At the time Connolly worked for Lexus Ireland as the luxury car company’s head of marketing and customer experience, a position he describes as his “dream job”. But as the months passed “the writing was on the wall” for the country’s car industry, he says.
“It was difficult to leave, but I could see the industry was being decimated by destructive government decisions around car tax which was compounded by the uncertainty of our economy,” recalls Connolly as we sit in Lowe and Partners Advertising’s offices at Cape Town’s VA Waterfront.
“And when you add to that Camilla [van der Walt, his girlfriend] having to go home to Cape Town, I decided it was time for a change and a fresh challenge,” he added.
Starting out
With a three-month visa in his pocket and a surfboard under his arm, Connolly pitched up in the Western Cape’s capital expecting to pick up where he left off in Ireland, in terms of his career graph.
As is often the case, the reality did not mirror the expectations he harboured.
“Finding employment proved to be a lot more challenging than I bargained for.
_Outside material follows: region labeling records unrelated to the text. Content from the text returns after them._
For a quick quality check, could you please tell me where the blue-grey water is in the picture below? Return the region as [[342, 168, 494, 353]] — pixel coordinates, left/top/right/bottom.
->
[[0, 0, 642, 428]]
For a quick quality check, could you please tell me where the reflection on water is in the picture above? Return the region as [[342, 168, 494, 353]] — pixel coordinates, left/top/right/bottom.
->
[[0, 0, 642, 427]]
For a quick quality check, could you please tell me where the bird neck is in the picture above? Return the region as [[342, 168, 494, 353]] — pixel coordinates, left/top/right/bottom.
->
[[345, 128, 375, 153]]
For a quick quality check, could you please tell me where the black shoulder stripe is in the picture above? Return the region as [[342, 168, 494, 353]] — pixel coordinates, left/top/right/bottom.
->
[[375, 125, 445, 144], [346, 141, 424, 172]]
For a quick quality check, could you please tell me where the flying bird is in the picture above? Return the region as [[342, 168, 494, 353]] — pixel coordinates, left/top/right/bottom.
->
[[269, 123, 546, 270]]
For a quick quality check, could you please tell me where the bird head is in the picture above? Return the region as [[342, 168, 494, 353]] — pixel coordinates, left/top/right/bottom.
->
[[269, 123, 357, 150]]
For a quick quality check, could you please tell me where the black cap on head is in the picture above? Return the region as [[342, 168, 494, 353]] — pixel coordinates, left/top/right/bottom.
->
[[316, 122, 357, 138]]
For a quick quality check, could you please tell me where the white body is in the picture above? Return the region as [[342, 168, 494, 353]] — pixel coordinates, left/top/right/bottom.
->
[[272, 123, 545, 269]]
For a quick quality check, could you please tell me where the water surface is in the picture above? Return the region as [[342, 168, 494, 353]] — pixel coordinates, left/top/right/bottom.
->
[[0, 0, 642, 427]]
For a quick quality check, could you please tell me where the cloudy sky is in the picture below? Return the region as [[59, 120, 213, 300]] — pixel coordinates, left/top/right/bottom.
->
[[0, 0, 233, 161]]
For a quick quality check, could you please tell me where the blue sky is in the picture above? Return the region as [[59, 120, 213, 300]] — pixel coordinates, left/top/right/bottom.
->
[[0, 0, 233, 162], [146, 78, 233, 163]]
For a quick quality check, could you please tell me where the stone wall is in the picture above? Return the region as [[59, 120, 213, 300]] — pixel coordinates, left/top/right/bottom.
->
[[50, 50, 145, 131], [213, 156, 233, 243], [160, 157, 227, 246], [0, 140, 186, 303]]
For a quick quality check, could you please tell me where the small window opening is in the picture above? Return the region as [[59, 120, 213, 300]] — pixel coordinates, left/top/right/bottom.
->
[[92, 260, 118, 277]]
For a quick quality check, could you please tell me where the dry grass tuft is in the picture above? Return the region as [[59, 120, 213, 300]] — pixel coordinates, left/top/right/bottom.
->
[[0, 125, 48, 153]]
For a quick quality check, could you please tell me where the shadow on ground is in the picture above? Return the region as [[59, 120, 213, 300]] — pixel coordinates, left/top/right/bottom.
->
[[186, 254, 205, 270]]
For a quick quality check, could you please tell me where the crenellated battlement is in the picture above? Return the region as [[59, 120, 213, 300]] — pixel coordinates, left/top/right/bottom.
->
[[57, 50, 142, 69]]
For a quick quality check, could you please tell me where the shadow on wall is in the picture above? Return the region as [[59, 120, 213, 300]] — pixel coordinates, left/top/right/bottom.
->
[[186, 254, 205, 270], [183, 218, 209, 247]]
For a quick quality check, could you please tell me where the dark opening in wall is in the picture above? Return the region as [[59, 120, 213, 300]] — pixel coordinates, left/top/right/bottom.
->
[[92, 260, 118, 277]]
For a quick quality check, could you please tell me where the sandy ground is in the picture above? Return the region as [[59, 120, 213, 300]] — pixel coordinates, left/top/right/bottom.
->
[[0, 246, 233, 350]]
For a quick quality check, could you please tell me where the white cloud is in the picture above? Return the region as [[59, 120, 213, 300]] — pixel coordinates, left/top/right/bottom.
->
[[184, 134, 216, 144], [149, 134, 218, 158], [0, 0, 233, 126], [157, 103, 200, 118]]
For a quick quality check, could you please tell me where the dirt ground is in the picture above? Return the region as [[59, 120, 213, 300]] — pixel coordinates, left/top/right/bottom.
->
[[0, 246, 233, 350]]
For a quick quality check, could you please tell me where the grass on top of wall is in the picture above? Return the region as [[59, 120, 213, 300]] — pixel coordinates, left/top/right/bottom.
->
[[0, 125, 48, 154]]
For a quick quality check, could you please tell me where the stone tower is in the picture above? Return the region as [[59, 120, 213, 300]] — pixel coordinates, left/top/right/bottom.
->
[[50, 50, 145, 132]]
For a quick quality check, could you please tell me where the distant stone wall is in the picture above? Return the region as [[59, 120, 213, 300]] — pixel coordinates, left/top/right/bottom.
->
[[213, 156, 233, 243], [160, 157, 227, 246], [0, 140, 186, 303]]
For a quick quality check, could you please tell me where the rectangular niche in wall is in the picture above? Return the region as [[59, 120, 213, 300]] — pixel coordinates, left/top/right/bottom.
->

I thought my work experience in Ireland would mean getting work would be fairly easy, but that was not the case and I ended up surfing more than working during the first year.
“To be a successful marketer, you need to have an innate understanding of people and their motivations, and here I was in a country with a huge diversity in culture, income and racial baggage, with lots of assumptions and very little African experience,” he says.
Initially, the 38-year-old volunteered as a small business mentor in the Kayamandi township near Stellenbosch, a town known for its vineyards an hour outside of Cape Town, the Western Cape’s provincial capital.
And while it was eye-opening and distressing to see the difficult life of many black South Africans, he maintains it was a worthwhile undertaking as “it gave me a rich understanding and love for black culture in today’s Rainbow Nation”.
Chance meeting
After meeting a former Lexus colleague by chance, he went on to became dealer principal for an automotive group for two years and when an opportunity arose in late 2011 to join Lowe and Partners Advertising as the company’s client services director, he jumped at it.